Candice’s own immigrant background made it challenging for her to build relationships with potential funders who she needed to support this critical work. Despite having an advanced degree, she says, finding funding has been a constant struggle. “When I open my mouth, it all dissolves because I have an accent, right?" she says.  

“Finally,” she continues, “we broke through five years ago with The Denver Foundation, [who] started trusting us and believing in us ... because a person of color was in power.” 

Several teachers sit around a table, meditating with eyes closed during a Glowmundo workshop
Teachers meditate during a Glowmundo workshop

How access to finance is helping Glowmundo grow

With the expansion of its in-school programs and the addition of external programs, Glowmundo has more than tripled in size over the past year. However, since schools reimburse Glowmundo 60-90 days after it runs its programs, the organization needs to have cash on hand to maintain its operations while it awaits payment from the schools it serves.  

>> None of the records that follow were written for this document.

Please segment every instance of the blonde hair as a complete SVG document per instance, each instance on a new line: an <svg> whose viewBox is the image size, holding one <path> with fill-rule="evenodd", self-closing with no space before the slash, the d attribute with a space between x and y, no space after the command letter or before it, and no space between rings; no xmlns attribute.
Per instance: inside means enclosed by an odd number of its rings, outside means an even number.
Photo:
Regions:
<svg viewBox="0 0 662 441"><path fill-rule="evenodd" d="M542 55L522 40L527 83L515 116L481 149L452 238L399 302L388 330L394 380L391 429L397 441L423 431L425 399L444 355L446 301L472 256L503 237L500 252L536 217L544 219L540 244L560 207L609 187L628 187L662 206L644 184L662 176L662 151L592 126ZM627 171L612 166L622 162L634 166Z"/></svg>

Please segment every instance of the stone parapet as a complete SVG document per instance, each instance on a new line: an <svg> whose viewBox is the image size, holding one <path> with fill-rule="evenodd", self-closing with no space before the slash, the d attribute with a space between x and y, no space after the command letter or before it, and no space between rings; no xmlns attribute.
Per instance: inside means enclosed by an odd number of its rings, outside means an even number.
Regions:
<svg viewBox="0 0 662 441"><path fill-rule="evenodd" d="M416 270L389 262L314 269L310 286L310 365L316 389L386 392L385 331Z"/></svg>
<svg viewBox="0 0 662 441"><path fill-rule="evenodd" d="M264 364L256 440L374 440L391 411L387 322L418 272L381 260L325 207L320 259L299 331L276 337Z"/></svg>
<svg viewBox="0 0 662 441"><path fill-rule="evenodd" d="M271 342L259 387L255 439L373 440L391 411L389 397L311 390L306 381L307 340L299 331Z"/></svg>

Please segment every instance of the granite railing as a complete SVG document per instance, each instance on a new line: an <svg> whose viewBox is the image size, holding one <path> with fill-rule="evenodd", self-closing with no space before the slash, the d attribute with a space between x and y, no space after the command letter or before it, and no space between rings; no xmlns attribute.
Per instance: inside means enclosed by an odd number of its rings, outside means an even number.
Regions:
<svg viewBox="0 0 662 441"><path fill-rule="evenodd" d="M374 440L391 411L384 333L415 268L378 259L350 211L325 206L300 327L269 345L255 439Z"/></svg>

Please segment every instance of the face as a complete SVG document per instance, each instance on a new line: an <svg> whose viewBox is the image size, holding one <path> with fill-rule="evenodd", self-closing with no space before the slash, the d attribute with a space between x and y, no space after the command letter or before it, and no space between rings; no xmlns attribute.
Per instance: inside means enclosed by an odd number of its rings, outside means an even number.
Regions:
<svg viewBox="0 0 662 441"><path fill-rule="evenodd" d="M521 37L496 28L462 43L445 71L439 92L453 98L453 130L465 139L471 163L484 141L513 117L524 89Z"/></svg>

Offered through NFF's Metro Denver Nonprofit Loan Fund, which supports the recovery and sustainability of the Denver area's nonprofit ecosystem, a loan from NFF is giving Glowmundo the working capital it needs to keep supporting its community (and paying its staff) while it waits for reimbursement.   

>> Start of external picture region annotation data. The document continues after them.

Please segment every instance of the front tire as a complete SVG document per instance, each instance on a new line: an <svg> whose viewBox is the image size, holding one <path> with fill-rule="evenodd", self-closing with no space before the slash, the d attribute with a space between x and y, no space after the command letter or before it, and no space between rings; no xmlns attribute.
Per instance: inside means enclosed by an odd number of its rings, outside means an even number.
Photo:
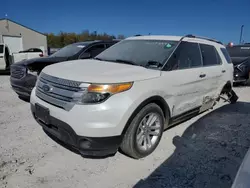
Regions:
<svg viewBox="0 0 250 188"><path fill-rule="evenodd" d="M164 114L157 104L144 106L132 119L124 135L121 150L135 159L148 156L158 146L164 124Z"/></svg>

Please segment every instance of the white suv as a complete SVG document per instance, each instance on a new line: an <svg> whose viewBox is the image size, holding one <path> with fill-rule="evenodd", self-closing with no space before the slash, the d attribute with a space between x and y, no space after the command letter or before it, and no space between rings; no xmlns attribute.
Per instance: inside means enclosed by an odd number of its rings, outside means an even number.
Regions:
<svg viewBox="0 0 250 188"><path fill-rule="evenodd" d="M51 138L83 156L120 148L142 158L164 129L212 108L221 93L232 96L232 81L233 65L220 42L136 36L94 59L44 68L31 110Z"/></svg>

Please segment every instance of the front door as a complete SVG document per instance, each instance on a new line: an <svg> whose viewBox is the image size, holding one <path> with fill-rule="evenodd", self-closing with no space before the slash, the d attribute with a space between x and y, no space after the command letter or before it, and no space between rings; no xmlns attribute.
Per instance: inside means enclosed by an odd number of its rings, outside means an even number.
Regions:
<svg viewBox="0 0 250 188"><path fill-rule="evenodd" d="M166 92L173 98L172 116L202 105L205 77L197 43L182 41L163 70L166 70L162 72L166 83L171 80L171 86L166 85Z"/></svg>
<svg viewBox="0 0 250 188"><path fill-rule="evenodd" d="M202 62L203 62L203 73L205 75L203 85L203 104L208 101L213 102L220 93L221 85L223 84L223 65L222 60L218 54L216 48L208 44L200 44ZM206 110L206 107L203 110Z"/></svg>

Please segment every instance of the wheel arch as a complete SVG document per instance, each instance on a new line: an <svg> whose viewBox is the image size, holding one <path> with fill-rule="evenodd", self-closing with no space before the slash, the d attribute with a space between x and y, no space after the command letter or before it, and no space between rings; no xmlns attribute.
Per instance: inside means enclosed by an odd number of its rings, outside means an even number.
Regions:
<svg viewBox="0 0 250 188"><path fill-rule="evenodd" d="M125 124L125 127L123 128L123 131L122 131L122 135L124 135L130 125L130 123L132 122L133 118L135 117L135 115L144 107L146 106L147 104L149 103L155 103L157 104L163 114L164 114L164 118L165 119L168 119L170 118L171 114L170 114L170 108L169 108L169 105L167 104L167 102L165 101L165 99L159 95L155 95L155 96L152 96L152 97L149 97L147 99L145 99L143 102L140 103L140 105L133 111L133 113L130 115L128 121L126 122Z"/></svg>

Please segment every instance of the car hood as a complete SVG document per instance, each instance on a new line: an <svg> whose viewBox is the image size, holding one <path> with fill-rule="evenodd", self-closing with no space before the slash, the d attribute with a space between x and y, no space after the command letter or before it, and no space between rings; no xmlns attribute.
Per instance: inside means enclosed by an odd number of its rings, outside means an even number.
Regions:
<svg viewBox="0 0 250 188"><path fill-rule="evenodd" d="M61 61L66 61L67 57L39 57L39 58L33 58L33 59L25 59L19 62L14 63L14 65L22 65L27 66L31 64L37 64L37 63L58 63Z"/></svg>
<svg viewBox="0 0 250 188"><path fill-rule="evenodd" d="M141 66L99 61L74 60L47 66L43 72L59 78L88 83L130 82L159 77L161 71Z"/></svg>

Glowmundo recently acquired another nonprofit – and the school communities that they served. “We acquired their programing and their clients,” says Candice. “Now we have access to many more schools and a wider diversity of programming, which requires more personnel.” Working capital from NFF will fund the salaries of some of the new staff Glowmundo needs to expand and meet the growing demand from its community. 

Gaining a loan, Candice says, helped her continue building the confidence that Glowmundo’s critical work could continue. And NFF’s consulting team is helping Glowmundo maximize that loan’s impact. "[That consultant] is moving us from surviving to thriving,” says Candice. “She gives us concrete things that we can do to improve our capacity to write grants, to just be in the community and build their confidence and … build the trust of community members.” 

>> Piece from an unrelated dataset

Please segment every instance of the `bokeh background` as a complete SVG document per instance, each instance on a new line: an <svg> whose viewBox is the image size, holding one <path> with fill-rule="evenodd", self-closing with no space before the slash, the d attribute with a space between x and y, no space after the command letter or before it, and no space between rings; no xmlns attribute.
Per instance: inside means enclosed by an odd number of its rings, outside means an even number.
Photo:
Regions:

As schools and communities continue to recognize how an investment in SEL can support children’s development, they’ve requested Glowmundo’s services more and more. And the organization is determined to keep growing.  

Certainly, Glowmundo would like to keep expanding to school districts across the country, says Candice. She adds that she would like to launch “... an online platform ... that anybody from anywhere, even from around the world, can access our trainings and gain those skills to then apply it in their own communities.” 

No matter where young people live or where they come from, says Candice, “We want [them] to know that you can always ... make it to the other side of whatever is challenging you, or achieve whatever opportunity presents [itself] to you.”